Further, our decision in Leake was based primarily on Blakely’s prior conviction exception, which appears to incorporate its own admission exception. In Shepard v. United States, __ U.S. __, 125 S. Ct. 1254, 1262-63 (2005), the United States Supreme Court addressed the use of admissions to support the Blakely prior conviction exception. The United States sought to enhance the defendant’s sentence under a statute that mandates a minimum sentence for felons who have three prior convictions for violent felonies or serious drug offenses. Shepard, 125 S. Ct. at 1257-58. The Court had previously held that because some states have very expansive definitions of burglary, an attempted enhancement under this statute can only be based on a prior burglary conviction involving a building, not cars or boats. Taylor v. United States, 495 U.S. 575, 598-602 (1990). In Shepard, the Court concluded that a sentencing court can look to the indictment or information, jury instructions, or the plea agreement in the prior proceeding to determine whether the prior burglary conviction involved a building. Shepard, 125 S. Ct. at 1259-60. Because all of Shepard’s prior burglary convictions were pursuant to guilty pleas that did not specify whether they involved buildings, the United States urged the district court to look to the police reports and complaint applications—documents that were not part of the record in the plea hearings on the factual basis for the three guilty pleas—to prove this additional fact. Id. at 1258.
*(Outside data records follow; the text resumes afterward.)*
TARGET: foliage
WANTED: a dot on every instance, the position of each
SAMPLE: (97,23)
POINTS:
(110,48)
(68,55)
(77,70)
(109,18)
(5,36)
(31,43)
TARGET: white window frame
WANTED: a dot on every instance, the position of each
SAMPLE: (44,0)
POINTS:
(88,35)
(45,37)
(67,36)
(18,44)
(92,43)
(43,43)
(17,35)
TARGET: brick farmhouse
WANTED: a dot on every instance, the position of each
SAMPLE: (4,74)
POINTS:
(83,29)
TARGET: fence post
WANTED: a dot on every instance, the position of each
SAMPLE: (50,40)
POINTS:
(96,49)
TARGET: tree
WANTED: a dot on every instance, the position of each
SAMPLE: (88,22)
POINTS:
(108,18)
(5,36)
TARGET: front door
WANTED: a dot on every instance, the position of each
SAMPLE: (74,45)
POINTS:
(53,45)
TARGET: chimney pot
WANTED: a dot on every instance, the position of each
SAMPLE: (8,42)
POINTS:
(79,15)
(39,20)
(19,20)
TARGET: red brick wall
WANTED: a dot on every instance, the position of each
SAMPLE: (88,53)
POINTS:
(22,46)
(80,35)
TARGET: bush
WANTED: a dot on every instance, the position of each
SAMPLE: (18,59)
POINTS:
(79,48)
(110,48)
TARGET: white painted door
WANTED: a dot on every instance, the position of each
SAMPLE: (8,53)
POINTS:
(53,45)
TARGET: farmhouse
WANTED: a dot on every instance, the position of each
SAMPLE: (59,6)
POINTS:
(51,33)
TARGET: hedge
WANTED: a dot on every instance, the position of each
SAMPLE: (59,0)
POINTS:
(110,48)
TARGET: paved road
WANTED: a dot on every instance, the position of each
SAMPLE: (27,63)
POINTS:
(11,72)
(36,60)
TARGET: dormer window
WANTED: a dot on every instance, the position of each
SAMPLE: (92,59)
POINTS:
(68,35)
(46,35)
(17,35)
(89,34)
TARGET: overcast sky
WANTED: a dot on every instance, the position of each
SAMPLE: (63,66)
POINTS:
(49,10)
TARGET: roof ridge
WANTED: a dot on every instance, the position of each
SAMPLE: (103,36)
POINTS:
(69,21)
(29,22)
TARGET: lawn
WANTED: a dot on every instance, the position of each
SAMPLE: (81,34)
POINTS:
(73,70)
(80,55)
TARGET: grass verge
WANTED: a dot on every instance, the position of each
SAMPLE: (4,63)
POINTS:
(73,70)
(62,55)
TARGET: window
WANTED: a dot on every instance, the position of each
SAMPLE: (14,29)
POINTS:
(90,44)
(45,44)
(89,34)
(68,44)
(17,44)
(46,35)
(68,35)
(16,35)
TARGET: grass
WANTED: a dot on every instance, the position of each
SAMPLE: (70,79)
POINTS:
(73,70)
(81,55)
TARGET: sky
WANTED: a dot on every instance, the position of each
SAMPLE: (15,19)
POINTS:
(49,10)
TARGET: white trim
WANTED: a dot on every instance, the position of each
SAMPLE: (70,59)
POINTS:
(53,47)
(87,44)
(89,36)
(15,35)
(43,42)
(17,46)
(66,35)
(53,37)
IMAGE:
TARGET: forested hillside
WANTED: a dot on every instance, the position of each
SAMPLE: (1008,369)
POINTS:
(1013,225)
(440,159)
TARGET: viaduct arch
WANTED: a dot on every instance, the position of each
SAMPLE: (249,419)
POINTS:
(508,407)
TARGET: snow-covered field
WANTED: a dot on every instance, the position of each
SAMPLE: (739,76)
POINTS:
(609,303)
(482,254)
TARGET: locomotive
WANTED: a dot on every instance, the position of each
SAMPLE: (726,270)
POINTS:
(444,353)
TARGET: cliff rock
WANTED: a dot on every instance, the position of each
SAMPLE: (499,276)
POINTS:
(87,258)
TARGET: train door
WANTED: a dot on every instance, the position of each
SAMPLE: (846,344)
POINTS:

Although resting its holding primarily on statutory interpretation grounds and not addressing the jury trial waiver issue, the Court did note a “serious [risk] of unconstitutionality” with the United States’ proposal in light of the Apprendi line of cases. Shepard, 125 S. Ct. at 1262-63. Accordingly, it limited proof of a defendant’s prior guilty plea—i.e. his admissions—to “the terms of the charging document, the terms of a plea agreement or transcript of colloquy between judge and defendant in which the factual basis for the plea was confirmed by the defendant, or to some comparable judicial record of this information.” Id. at 1263 (emphasis added). Although the Court has not further clarified the scope of the admissions that may be considered to satisfy Blakely’s prior convictions exception, Shepard suggests that admissions to support Blakely’s prior convictions exception may not need to be precisely the same as those used to satisfy Blakely’s admissions exception when that exception is standing alone. Of course, we need not address that narrow issue here because the prior convictions exception is not presented here. But, we do conclude that the focus in Leake on the prior convictions exception provides a further basis to distinguish it from the present case.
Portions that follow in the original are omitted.